I had a problem with catching the exception from Task.Run
which was resolved by changing the code as follows. I'd like to know the difference between handling exceptions in these two ways :
In the Outside
method I can't catch the exception, but in the Inside
method I can.
void Outside()
{
try
{
Task.Run(() =>
{
int z = 0;
int x = 1 / z;
});
}
catch (Exception exception)
{
MessageBox.Show("Outside : " + exception.Message);
}
}
void Inside()
{
Task.Run(() =>
{
try
{
int z = 0;
int x = 1 / z;
}
catch (Exception exception)
{
MessageBox.Show("Inside : "+exception.Message);
}
});
}
The idea of using Task.Wait will do the trick but will cause the calling thread to (as the code says) wait and therefore block until the task has finalized, which effectively makes the code synchronous instead of async.

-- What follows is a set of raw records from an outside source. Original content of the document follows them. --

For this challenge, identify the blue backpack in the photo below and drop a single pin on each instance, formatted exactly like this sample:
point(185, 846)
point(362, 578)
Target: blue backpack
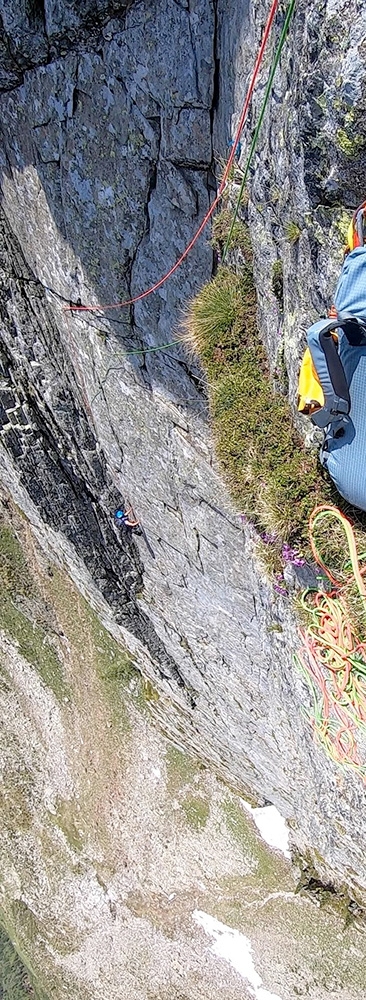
point(340, 365)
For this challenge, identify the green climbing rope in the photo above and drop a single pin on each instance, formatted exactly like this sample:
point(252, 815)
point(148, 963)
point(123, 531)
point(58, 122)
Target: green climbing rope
point(254, 142)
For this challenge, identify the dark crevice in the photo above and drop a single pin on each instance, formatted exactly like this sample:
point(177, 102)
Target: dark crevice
point(56, 455)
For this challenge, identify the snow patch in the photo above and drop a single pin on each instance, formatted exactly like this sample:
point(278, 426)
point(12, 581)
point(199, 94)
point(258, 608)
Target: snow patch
point(236, 949)
point(271, 825)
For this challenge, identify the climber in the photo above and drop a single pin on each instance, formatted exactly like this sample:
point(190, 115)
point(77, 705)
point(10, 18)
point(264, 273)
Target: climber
point(332, 381)
point(126, 519)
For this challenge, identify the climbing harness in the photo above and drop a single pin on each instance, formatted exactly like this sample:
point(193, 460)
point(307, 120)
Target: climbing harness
point(332, 659)
point(332, 382)
point(174, 268)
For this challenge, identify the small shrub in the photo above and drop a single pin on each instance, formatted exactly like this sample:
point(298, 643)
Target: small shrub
point(277, 281)
point(292, 232)
point(275, 482)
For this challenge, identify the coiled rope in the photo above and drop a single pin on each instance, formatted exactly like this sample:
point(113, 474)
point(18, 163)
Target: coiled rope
point(333, 658)
point(158, 284)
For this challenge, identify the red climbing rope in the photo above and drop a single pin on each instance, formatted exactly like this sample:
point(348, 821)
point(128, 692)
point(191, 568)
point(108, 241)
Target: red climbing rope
point(158, 284)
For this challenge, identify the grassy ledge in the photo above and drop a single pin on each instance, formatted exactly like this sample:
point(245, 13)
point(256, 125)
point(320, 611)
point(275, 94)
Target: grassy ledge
point(273, 479)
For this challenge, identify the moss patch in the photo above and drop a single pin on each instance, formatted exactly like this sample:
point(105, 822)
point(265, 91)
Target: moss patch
point(32, 639)
point(15, 981)
point(181, 769)
point(196, 810)
point(349, 144)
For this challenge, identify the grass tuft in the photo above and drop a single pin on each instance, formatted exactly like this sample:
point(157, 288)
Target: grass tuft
point(292, 232)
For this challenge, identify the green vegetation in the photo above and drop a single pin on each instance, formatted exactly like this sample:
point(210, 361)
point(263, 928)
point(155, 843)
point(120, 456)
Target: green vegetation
point(181, 768)
point(349, 145)
point(196, 810)
point(18, 597)
point(277, 281)
point(15, 983)
point(292, 232)
point(274, 481)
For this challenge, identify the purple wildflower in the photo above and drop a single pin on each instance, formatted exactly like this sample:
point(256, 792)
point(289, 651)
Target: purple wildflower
point(292, 556)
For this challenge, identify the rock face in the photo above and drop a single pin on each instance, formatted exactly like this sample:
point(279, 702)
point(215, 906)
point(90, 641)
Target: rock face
point(111, 121)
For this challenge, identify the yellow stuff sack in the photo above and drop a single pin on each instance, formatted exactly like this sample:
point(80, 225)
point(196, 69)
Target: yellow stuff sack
point(310, 393)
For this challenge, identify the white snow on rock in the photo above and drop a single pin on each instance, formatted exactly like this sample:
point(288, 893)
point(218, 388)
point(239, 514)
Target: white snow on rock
point(271, 825)
point(233, 946)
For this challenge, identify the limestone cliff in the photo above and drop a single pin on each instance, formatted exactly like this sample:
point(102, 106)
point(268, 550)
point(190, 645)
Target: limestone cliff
point(113, 120)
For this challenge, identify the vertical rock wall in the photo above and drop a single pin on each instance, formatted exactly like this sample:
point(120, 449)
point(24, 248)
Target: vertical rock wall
point(109, 128)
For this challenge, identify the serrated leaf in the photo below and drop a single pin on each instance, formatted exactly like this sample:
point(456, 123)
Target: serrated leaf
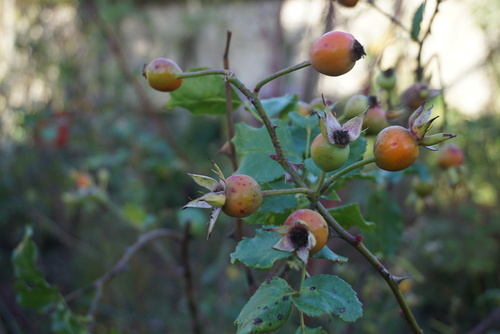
point(417, 21)
point(258, 252)
point(202, 95)
point(327, 254)
point(350, 215)
point(383, 210)
point(268, 309)
point(280, 105)
point(308, 330)
point(254, 146)
point(328, 294)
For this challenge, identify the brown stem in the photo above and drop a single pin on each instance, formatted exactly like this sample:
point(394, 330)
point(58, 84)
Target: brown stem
point(419, 71)
point(99, 284)
point(229, 106)
point(149, 108)
point(188, 279)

Instead use the Task.ContinueWith option to achieve results:
Task.Run(() =>
{
//do some work
}).ContinueWith((t) =>
{
if (t.IsFaulted) throw t.Exception;
if (t.IsCompleted) //optionally do some work);
});
If the task needs to continue on the UI thread, use the TaskScheduler.FromCurrentSynchronizationContext() option as parameter on continue with like so:
).ContinueWith((t) =>
{
if (t.IsFaulted) throw t.Exception;
if (t.IsCompleted) //optionally do some work);
}, TaskScheduler.FromCurrentSynchronizationContext());
This code will simply rethrow the aggregate exception from the task level. Off course you can also introduce some other form of exception handling here.